Air Canada Extends $63M Offer

TORONTO -- Air Canada extended its offer Tuesday night to purchase its struggling rival, Canadian Airlines International, until Dec. 23 to give itself more time to negotiate with the AMR Corp., the parent of American Airlines, the largest shareholder in Canadian Airlines.

The 92 million Canadian dollar ($63 million) offer by Air Canada for Canadian Airlines had been scheduled to expire at 5 p.m. Tuesday. A combination of the two carriers would leave Canada with one coast-to-coast carrier.

In Chicago, Donald Carty, the chairman of AMR, said "substantial progress" had been made in working toward a deal with Air Canada. Spokesmen for Air Canada sounded similarly optimistic.

Air Canada of Montreal, the country' biggest airline, had said it would extend the bid only if its talks with AMR indicated that a settlement of their differences seemed likely. Its offer requires that just over 50 percent of Canadian Airlines shares be tendered. But AMR, which owns 25 percent of Canadian Airlines, has said that it wants compensation of 1 billion Canadian dollars ($680 million) if the deal with Air Canada means that Canadian Airlines will break its commercial agreements with American, including withdrawal from the Oneworld alliance.

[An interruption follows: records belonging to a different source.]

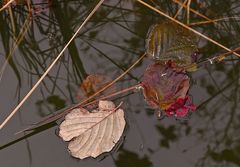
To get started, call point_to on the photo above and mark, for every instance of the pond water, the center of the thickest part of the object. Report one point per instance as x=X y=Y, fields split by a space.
x=108 y=44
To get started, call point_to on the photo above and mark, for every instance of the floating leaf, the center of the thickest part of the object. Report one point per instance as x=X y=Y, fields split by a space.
x=93 y=133
x=169 y=41
x=167 y=89
x=162 y=85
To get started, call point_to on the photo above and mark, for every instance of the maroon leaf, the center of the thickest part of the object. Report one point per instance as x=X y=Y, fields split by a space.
x=166 y=89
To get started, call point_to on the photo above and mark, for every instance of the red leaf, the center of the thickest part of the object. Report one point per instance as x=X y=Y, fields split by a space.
x=163 y=85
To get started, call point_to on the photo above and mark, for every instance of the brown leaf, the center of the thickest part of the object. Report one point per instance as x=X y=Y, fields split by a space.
x=93 y=133
x=163 y=85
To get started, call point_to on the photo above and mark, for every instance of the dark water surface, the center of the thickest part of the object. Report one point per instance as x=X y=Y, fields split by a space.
x=110 y=42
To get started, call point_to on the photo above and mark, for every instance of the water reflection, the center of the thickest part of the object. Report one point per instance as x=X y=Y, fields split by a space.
x=113 y=39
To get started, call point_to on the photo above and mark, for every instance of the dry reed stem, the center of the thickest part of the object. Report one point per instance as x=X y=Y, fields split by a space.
x=55 y=117
x=18 y=40
x=6 y=5
x=188 y=11
x=180 y=9
x=192 y=10
x=84 y=102
x=187 y=27
x=50 y=67
x=212 y=21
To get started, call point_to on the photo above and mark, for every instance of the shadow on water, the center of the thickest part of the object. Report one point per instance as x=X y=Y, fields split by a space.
x=109 y=44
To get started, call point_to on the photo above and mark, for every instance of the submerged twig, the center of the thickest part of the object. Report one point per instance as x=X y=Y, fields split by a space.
x=84 y=102
x=50 y=67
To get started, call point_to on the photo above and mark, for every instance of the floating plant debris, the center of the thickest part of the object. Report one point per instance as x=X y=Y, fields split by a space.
x=169 y=41
x=93 y=133
x=166 y=89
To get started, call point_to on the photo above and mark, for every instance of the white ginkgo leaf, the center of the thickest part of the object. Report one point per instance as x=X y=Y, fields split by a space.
x=93 y=133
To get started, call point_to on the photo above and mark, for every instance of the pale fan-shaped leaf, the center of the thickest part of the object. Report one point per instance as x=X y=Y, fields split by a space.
x=93 y=133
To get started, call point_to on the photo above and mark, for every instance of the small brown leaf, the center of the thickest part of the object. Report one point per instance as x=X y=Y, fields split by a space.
x=93 y=133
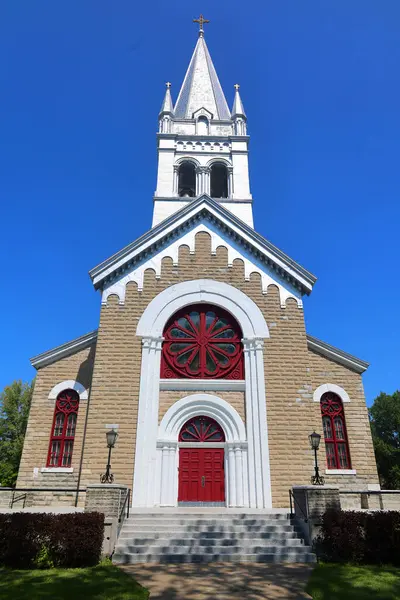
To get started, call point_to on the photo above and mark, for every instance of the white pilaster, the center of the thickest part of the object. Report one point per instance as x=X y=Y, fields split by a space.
x=144 y=487
x=256 y=423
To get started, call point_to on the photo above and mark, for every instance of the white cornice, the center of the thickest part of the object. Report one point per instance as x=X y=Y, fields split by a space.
x=338 y=356
x=67 y=349
x=171 y=228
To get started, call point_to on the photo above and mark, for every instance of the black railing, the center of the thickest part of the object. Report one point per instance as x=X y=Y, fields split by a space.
x=25 y=491
x=124 y=509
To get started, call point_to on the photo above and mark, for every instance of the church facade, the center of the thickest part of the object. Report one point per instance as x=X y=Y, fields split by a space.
x=201 y=360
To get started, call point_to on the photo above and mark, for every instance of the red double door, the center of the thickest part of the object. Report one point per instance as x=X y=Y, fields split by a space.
x=201 y=475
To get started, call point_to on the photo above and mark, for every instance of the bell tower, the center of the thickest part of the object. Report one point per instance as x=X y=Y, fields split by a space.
x=202 y=145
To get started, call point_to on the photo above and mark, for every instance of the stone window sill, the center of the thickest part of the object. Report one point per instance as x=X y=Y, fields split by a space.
x=57 y=470
x=340 y=472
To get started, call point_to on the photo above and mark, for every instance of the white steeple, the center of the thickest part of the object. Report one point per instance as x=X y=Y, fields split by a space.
x=202 y=146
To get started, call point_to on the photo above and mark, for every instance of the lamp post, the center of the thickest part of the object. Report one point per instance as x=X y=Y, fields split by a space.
x=315 y=439
x=111 y=436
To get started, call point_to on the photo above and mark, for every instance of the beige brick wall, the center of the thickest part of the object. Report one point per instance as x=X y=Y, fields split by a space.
x=362 y=454
x=78 y=367
x=292 y=373
x=168 y=398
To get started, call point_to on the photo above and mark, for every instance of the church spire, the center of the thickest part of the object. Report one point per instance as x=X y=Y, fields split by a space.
x=201 y=87
x=167 y=106
x=237 y=109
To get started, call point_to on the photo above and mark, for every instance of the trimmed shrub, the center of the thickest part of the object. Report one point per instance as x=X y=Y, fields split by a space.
x=360 y=537
x=43 y=539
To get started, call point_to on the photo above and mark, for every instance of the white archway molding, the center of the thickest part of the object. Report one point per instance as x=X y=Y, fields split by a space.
x=330 y=387
x=236 y=454
x=169 y=301
x=256 y=492
x=69 y=384
x=202 y=404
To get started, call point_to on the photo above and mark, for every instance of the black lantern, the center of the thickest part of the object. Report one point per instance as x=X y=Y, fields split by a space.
x=315 y=439
x=111 y=436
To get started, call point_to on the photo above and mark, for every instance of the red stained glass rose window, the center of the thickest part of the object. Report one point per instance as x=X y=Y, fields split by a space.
x=333 y=421
x=202 y=342
x=63 y=430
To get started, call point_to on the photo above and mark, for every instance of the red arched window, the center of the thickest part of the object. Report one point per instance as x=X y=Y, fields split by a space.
x=63 y=430
x=201 y=429
x=203 y=342
x=336 y=444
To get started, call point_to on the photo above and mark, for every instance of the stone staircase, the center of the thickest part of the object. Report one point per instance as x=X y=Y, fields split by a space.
x=194 y=537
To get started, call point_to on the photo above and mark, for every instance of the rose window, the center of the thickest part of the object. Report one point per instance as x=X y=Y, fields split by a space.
x=202 y=342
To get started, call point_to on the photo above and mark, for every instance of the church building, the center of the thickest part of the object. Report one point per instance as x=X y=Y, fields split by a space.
x=201 y=361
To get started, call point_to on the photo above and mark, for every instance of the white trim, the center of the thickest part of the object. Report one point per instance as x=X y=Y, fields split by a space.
x=340 y=472
x=330 y=387
x=203 y=385
x=235 y=446
x=57 y=470
x=209 y=291
x=207 y=405
x=157 y=455
x=69 y=384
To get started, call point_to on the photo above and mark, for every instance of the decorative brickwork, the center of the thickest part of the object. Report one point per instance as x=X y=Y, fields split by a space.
x=292 y=373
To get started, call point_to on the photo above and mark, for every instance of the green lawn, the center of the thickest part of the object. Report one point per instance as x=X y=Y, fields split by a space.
x=97 y=583
x=346 y=582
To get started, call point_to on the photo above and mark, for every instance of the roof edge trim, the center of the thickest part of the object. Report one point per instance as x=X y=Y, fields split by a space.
x=67 y=349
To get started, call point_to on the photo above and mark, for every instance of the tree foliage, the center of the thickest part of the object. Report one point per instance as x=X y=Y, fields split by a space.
x=385 y=425
x=15 y=401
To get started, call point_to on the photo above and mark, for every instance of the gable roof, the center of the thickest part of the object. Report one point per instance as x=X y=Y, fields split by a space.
x=206 y=208
x=67 y=349
x=315 y=345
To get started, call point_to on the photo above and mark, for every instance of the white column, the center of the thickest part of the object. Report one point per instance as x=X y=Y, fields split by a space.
x=230 y=182
x=239 y=475
x=231 y=476
x=175 y=181
x=144 y=486
x=259 y=478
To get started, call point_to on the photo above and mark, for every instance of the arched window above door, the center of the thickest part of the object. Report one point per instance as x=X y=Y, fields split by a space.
x=202 y=429
x=203 y=342
x=334 y=426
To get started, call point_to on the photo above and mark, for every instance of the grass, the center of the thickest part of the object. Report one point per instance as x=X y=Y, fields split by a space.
x=348 y=582
x=96 y=583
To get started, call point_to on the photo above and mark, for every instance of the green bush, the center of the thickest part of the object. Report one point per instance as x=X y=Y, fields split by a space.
x=45 y=540
x=360 y=537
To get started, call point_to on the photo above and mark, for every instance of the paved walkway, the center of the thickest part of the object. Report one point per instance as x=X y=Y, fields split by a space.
x=223 y=581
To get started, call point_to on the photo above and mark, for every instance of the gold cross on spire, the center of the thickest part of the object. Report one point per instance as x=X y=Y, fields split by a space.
x=201 y=20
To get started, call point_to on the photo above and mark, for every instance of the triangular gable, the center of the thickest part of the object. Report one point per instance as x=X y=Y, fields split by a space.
x=203 y=214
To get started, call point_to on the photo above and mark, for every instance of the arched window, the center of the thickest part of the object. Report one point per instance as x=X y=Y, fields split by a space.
x=219 y=181
x=336 y=444
x=63 y=429
x=187 y=180
x=202 y=342
x=201 y=429
x=202 y=126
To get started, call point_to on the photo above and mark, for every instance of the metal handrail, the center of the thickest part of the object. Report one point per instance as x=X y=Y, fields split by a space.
x=292 y=500
x=17 y=499
x=126 y=505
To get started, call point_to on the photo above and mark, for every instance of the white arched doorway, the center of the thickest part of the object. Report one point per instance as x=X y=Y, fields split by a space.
x=146 y=488
x=236 y=483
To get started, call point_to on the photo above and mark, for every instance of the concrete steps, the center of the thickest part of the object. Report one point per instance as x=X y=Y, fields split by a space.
x=210 y=537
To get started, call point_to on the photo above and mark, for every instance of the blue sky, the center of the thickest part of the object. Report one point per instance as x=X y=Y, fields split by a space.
x=82 y=83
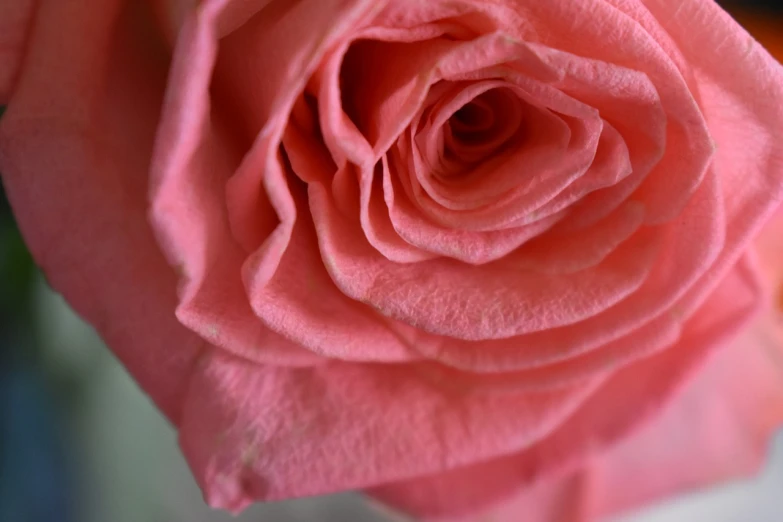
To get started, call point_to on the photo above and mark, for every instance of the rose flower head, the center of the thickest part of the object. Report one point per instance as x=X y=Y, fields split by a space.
x=516 y=259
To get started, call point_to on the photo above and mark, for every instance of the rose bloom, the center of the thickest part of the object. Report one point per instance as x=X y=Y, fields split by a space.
x=483 y=260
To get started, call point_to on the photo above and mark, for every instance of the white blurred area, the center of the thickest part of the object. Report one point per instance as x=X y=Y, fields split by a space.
x=129 y=468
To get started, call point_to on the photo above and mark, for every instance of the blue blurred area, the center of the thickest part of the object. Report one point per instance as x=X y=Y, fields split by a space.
x=34 y=479
x=33 y=476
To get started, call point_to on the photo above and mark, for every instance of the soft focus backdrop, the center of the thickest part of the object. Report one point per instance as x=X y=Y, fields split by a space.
x=79 y=442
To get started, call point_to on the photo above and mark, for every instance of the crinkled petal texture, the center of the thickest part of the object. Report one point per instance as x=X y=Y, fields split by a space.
x=465 y=255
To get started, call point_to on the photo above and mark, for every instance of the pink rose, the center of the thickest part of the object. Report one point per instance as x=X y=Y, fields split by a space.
x=469 y=256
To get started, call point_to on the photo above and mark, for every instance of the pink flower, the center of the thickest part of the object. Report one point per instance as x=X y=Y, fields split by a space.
x=469 y=256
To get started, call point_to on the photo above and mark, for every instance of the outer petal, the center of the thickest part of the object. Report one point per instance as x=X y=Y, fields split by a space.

At the same time, though, AMR wants Canadian Airlines to be rescued, and Air Canada seems to be the only viable candidate. Without help, Canadian Airlines will run out of operating cash by the middle of next year. If that happens, AMR's huge investment in the ailing Canadian company will be substantially lost.

Although the directors of Canadian Airlines had advised shareholders to offer their shares to Air Canada on Saturday, AMR has been bargaining from its own position of strength for several weeks.

Air Canada will make concessions, people close to the negotiations said, but its president and chief executive, Robert Milton, has described the $680 million compensation demand as "ridiculous."

AMR has invested almost $170 million in Canadian Airlines and was given a controlling vote on all important corporate decisions.

American Airlines also draws an estimated $204 million a year in passenger traffic through its affiliation with Canadian Airlines.

Control of Canada's air industry erupted into a struggle in August when the Ottawa government lifted competition restrictions to permit merger talks between Air Canada and Canadian Airlines.

The Calgary-based Canadian had been losing money for years and Air Canada, while healthier, had been unable to match the returns of airlines in the United States because of stiff domestic competition.

The Onex Corp., a Toronto-based leveraged-buyout specialist put together a bid to buy both airlines, but backed out early in November after a Quebec court ruled that its offer was illegal. National legislation prevents any one shareholding of more than 10 percent of Air Canada.

Virgin Atlantic Airways Ltd. may be flying into Canada early next year, The Associated Press reported.

"I don't know how soon we will be in Toronto, but we are an aggressive airline and we are aggressively opening up new markets in the new year," said Sharon Pomerantz, North American spokeswoman for the British company. "If the market is right in Canada, if there's going to be one dominant carrier, this is going to be a very ripe market to look at.

"We like markets that have very little competition. We are always looking for new markets around the world. And Canada is certainly on our wish list."

A year ago, Virgin boss Richard Branson said he wanted to be flying to Toronto and Vancouver within 18 months.

Virgin could be the first of a number of new entrants into the Canadian market to fill an expected void created by the purchase of Canadian Airlines by Air Canada.